Chi sono? “Gente che viveva di lavori giornalieri, muratori, elettricisti, falegnami, braccianti agricoli, rappresentanti, negozianti. Molti volti sono a noi familiari, ma ho visto tante persone sconosciute che devono affrontare anche un fortissimo e inedito disagio psicologico”.

Chi è povero da sempre sa come muoversi, come orientarsi nella giungla della sopravvivenza. Non è una consolazione, ma un triste dato di fatto. E non è detto che ci riesca. Invece “c’è gente che non ha idea di cosa fare e non conosce le priorità”. E così bisogna aiutarli con maggiore discrezione.

Chi ha fame usa gli aiuti per compare cibo e mette in secondo piano, ad esempio, l’igiene personale. Accade anche questo nella Sicilia del 2020, che un prete inviti durante la celebrazione della messa i fedeli a comprare dei saponi per i più poveri. La scala delle priorità mortifica la dignità.

E il futuro? Con quali animo approcciarsi al tempo che verrà? “I prossimi mesi saranno duri – ammette Mattina – ma abbiamo il dovere di essere ottimisti, a patto che cambi l’approccio. Il sostegno economico è decisivo, ma i soldi da soli non bastano. Dobbiamo attivare delle politiche attive per portare la gente fuori dallo stato di povertà”.

La parolina magica è “lavoro”, ma è dura pronunciarla. “Ad esempio a Palermo – aggiunge l’assessore – abbiamo fatto partire circa 700 tirocini lavorativi con un progetto che prevede la convenzione con agenzie per il lavoro e imprese”. Chi percepisce il reddito di cittadinanza segue un tirocinio di sei mesi con un contributo di 3 mila euro. Non si fa solo assistenza, ma si tenta la carta dell’inclusione.

Non perde la fiducia neppure Paruzzo nonostante “ci aspettiamo una autunno di fuoco, perché molte aziende non hanno riaperto, le persone hanno usato i risparmi e ora si devono pagare tutte le cose rimandate. Vi faccio un esempio: ora inizia la scuola, servono i libri, i quaderni, le penne, tutto. Sono cose normali, obbligatorie. Che fai? Vai al supermercato o compri i libri? Durante il lockdown – aggiunge – c’è stato un assalto. Poi gli aiuti dello Stato, della Regione e dei Comuni hanno garantito un attimo tregua. Ma ora sarà dura”.

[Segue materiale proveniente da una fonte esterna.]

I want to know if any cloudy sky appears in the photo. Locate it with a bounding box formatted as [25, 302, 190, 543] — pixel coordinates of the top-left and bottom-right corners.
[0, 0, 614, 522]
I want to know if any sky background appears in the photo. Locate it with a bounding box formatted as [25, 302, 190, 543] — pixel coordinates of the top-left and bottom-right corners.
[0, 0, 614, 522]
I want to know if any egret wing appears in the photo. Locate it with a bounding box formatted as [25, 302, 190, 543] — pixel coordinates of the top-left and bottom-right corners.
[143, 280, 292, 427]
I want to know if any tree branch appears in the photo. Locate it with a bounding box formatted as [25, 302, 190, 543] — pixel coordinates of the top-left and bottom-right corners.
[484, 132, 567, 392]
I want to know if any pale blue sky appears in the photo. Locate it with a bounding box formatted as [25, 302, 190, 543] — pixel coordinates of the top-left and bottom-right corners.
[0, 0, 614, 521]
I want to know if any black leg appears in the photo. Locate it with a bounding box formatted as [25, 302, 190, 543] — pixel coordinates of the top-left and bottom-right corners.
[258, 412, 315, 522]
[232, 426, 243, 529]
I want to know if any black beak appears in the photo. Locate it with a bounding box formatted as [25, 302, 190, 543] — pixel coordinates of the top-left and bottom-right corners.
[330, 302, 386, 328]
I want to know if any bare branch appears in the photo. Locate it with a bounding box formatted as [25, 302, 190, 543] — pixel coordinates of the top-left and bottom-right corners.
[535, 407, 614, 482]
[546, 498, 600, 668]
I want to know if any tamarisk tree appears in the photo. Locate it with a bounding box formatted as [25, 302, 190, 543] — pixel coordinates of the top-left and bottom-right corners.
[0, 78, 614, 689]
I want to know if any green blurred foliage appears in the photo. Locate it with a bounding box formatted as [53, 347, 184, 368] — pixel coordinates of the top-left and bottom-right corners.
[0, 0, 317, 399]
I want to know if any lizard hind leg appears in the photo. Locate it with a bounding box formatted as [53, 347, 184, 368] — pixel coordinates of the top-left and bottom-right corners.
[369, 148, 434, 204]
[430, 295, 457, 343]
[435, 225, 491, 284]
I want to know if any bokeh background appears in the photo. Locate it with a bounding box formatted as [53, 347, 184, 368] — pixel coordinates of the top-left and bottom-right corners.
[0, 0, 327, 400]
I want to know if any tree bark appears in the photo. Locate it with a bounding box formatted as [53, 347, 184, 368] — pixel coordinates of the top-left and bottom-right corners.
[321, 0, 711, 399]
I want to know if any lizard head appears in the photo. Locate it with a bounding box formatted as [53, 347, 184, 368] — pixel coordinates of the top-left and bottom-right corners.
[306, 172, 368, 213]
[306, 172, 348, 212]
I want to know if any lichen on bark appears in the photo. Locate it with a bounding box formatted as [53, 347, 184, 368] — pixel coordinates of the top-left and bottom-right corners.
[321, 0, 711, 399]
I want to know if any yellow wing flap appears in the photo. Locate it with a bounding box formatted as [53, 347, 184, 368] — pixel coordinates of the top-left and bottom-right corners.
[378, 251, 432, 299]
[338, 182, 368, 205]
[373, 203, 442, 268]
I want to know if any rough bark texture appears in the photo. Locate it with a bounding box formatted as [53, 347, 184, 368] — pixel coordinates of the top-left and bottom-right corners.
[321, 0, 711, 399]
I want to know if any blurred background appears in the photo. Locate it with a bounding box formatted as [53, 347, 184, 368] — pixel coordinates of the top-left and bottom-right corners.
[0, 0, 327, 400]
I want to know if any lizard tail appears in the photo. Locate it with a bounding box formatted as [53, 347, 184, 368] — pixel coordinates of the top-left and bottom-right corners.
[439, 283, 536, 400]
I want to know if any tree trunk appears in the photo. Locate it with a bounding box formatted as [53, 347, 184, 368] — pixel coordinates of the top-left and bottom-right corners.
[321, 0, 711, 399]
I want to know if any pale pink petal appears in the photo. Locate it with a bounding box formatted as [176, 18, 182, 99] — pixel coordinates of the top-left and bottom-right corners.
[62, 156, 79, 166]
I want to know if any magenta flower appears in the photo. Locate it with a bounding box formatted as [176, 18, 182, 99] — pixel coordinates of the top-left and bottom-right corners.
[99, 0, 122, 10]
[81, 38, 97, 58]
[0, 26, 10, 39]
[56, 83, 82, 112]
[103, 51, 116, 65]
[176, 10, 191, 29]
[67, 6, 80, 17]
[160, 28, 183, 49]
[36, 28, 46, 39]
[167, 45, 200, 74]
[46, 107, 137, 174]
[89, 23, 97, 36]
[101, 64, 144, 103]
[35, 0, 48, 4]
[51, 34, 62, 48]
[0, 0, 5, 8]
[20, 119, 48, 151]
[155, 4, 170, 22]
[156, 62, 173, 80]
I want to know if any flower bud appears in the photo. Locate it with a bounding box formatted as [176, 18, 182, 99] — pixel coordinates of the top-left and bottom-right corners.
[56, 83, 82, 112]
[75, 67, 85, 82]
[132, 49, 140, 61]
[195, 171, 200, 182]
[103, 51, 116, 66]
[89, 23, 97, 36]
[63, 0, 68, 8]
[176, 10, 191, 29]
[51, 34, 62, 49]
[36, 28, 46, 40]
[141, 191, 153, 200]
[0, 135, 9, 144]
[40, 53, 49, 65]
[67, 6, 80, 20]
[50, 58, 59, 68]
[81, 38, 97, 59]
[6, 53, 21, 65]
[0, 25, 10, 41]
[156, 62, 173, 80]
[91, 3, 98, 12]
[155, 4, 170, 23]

Non resta che appellarsi alla generosità della gente, alle donazioni, e alla comunione di intenti: “Dobbiamo lavorare tutti insieme, le istituzioni devono essere unite”. Mentre la gente “deve recuperare lo spirito di comunità che ci ha unito nei mesi scorsi e che oggi sembra essere scemato”, dice Mattina. Il suo tono di voce fa emergere un velo di amarezza.

Nel frattempo la Caritas regionale prepara i pacchi scuola da dividere alle famiglie. Dentro ci saranno quaderni, matite, colori ma anche igienizzante e mascherine. Il Covid ha imposto nuove regole anche alla solidarietà.

Quelle stesse mascherine che, conclude Paruzzo, “hanno nascosto i volti di chi si è presentato e si presenta a chiedere aiuto. È diventato un mezzo di difesa della propria dignità violata, ma gli occhi non mentono mai. Noi ci siamo”.

Il direttore della Caritas c’è stato quando un uomo, un marito, piangeva disperato. Non aveva i soldi per la benzina. La macchina gli serviva per accompagnare la moglie in ospedale. Ha un tumore.